Implementation:AUTOMATIC1111 Stable diffusion webui SdUnet Extension
| Knowledge Sources | |
|---|---|
| Domains | UNet, Extension System |
| Last Updated | 2025-05-15 00:00 GMT |
Overview
Provides an extension mechanism for replacing the built-in UNet diffusion model with alternative UNet implementations via a plugin-style registration system.
Description
This module defines the infrastructure for swapping the default UNet used during image generation with a custom one provided by extensions. It maintains a global registry of SdUnetOption objects discovered through callbacks, and manages the lifecycle of the currently active SdUnet instance. The list_unets() function populates available options via script callbacks. The get_unet_option() function resolves the selected UNet by label or automatically matches by checkpoint model name. The apply_unet() function handles activation and deactivation of UNet replacements, moving the original diffusion model to CPU when a custom UNet is active to save GPU memory.
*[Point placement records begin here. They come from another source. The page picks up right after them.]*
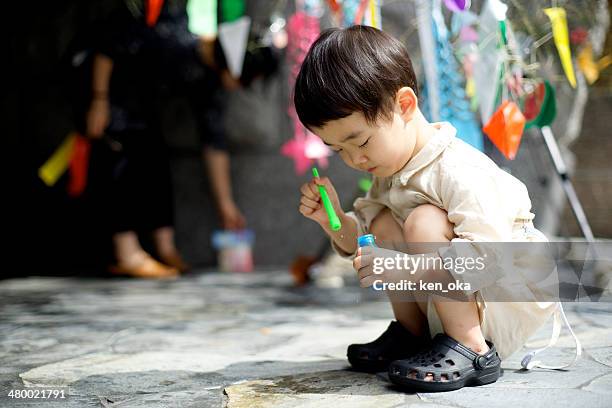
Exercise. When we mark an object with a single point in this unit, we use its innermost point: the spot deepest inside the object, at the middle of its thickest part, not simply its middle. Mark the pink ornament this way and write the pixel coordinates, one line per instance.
(468, 34)
(457, 5)
(304, 147)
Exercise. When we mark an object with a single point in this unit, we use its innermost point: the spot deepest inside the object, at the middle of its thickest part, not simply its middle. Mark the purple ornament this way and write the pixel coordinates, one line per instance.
(457, 5)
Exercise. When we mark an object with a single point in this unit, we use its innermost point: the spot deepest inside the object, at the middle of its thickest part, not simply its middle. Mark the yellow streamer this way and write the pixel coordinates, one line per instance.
(589, 67)
(58, 163)
(373, 13)
(558, 19)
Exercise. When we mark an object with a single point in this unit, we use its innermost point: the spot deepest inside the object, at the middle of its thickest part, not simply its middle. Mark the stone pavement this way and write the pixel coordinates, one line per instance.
(247, 340)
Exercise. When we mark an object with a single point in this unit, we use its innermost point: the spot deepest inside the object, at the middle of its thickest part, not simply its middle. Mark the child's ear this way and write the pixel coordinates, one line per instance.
(407, 102)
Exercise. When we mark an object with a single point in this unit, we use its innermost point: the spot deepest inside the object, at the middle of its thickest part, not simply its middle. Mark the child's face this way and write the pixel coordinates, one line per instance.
(382, 149)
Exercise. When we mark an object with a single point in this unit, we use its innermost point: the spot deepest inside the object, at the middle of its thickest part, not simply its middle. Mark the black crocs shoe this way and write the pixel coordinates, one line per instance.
(394, 344)
(451, 364)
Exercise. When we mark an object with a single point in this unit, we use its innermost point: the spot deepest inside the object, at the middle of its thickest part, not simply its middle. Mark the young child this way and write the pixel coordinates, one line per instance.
(357, 91)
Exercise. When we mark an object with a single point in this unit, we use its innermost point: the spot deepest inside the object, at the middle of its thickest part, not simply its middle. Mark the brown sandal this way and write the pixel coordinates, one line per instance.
(149, 268)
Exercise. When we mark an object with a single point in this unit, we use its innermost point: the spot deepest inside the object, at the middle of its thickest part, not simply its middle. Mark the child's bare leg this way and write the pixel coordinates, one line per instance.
(460, 319)
(411, 315)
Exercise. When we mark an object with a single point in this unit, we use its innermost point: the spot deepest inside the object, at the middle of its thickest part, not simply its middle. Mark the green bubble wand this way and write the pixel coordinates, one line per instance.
(334, 221)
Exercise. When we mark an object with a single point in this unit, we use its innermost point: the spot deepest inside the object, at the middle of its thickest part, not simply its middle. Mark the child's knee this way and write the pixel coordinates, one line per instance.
(385, 228)
(427, 223)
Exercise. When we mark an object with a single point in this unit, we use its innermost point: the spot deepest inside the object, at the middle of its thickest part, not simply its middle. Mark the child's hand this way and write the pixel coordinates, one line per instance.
(311, 205)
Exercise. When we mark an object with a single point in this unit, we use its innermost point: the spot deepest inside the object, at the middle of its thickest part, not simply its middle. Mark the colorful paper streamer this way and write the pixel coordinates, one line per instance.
(558, 19)
(58, 163)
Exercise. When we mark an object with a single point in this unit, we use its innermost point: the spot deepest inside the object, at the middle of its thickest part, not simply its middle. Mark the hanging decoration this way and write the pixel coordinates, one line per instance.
(202, 16)
(153, 10)
(560, 34)
(58, 163)
(505, 128)
(79, 166)
(488, 66)
(447, 88)
(589, 67)
(304, 148)
(234, 37)
(539, 105)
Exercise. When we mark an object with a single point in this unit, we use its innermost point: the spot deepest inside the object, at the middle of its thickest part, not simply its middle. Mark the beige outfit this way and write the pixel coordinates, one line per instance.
(483, 202)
The create_unet_forward() function wraps the original UNet forward pass to dispatch through the custom UNet when one is active.
Usage
Use this module when developing extensions that provide alternative UNet implementations (e.g., TensorRT-optimized UNets) or when the system needs to select and apply UNet replacements during the generation pipeline.
Code Reference
Source Location
- Repository: AUTOMATIC1111_Stable_diffusion_webui
- File: modules/sd_unet.py
- Lines: 1-94
Signature
def list_unets() -> None
def get_unet_option(option=None) -> Optional[SdUnetOption]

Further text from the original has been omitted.